An implementation of RNNsearch using TensorFlow
BSD 3-Clause "New" or "Revised" License
68 stars 24 forks source link

Where can I download the dataset and how to prepare training corpus exactly? #1

Closed Jmq14 closed 8 years ago

Jmq14 commented 8 years ago

Hi @XMU-NLPLAB

I am trying to run your code but I cannot find the dataset or any download link. I've tried the openmt15 dataset but it seems the official registration and data-download link is not available now.
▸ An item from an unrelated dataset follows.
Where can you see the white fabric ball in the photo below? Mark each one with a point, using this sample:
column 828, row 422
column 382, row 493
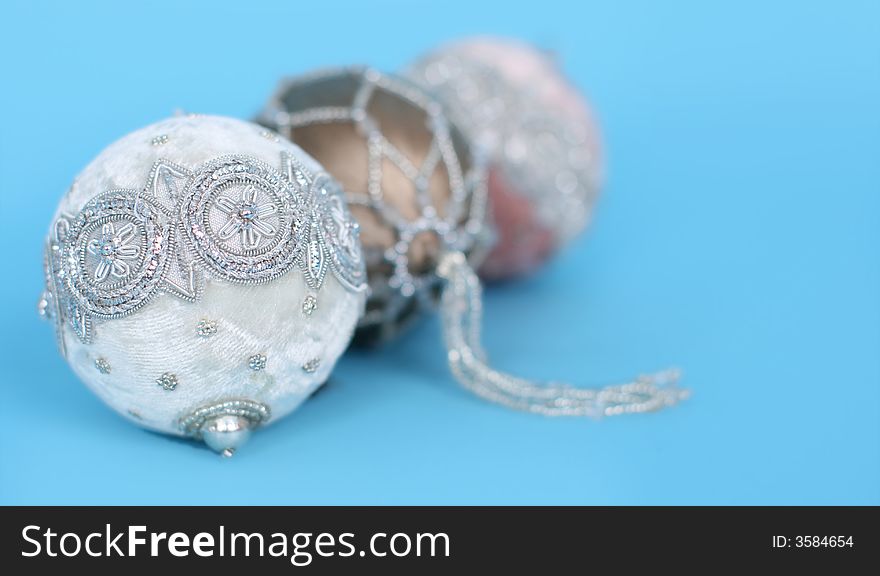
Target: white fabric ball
column 256, row 285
BTW, in the command python preprocess.py -d vocab.zh.pkl -v 30000 -b bintext.zh.pkl -p zh.txt What do vocab.zh.pkl, bintext.zh.pkl and zh.txt represent respectively?

I am a beginner in NMT. Can you offer any information or resources? That would be really help!

XMU-NLPLAB commented 8 years ago

Unfortunately, we cannot provide our training corpus, however, you can use the public available WMT14 corpus, the download link can be found in the paper Neural Machine Translation by Jointly Learning to Align and Translate. To run the code, you need to provide bilingual training corpus in plain text format (one sentence a line). The script preprocess.py is copied from Groundhog. It is mainly used to build vocabulary. Suppose source side of your training corpus is named zh.txt, target side of your training corpus is named en.txt, the script preprocess.py can build vocabulary vocab.zh.pkl and binarized corpus bintext given zh.txt.